Yama remembered Pandaras’s story of how his uncle had been trapped when magistrates had laid siege to a block of the city which had refused to pay an increase in taxes. He said, “In the city where I grew up, the people celebrate the setting of the Eye of the Preservers, not its rising. They sail across the river to the far-side shore and hold a winter festival. They polish and repair the settings of the shrines, and renew the flags of the prayer strings. They light bonfires, and feast and dance, and lay flowers and other offerings at the shrines.”
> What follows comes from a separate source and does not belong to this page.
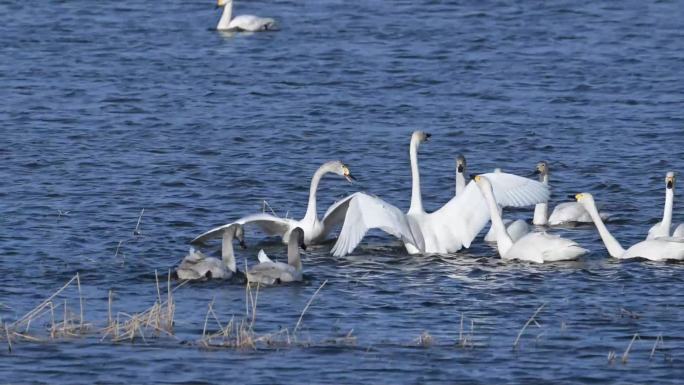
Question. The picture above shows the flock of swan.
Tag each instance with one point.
(450, 228)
“The ordinary people of Ys celebrate the rising of the Eye because they think that once more they are beneath the beneficent gaze of the Preservers, and all evil must flee away. They bang gongs, rattle their pots and pans, and light firecrackers to drive evil into the open. I am not familiar with your city, Yama, but I wonder why its people are glad to believe that they are free of this gaze. Surely they must worship the Preservers, for else they would be unique amongst the ten thousand bloodlines of the Shaped.”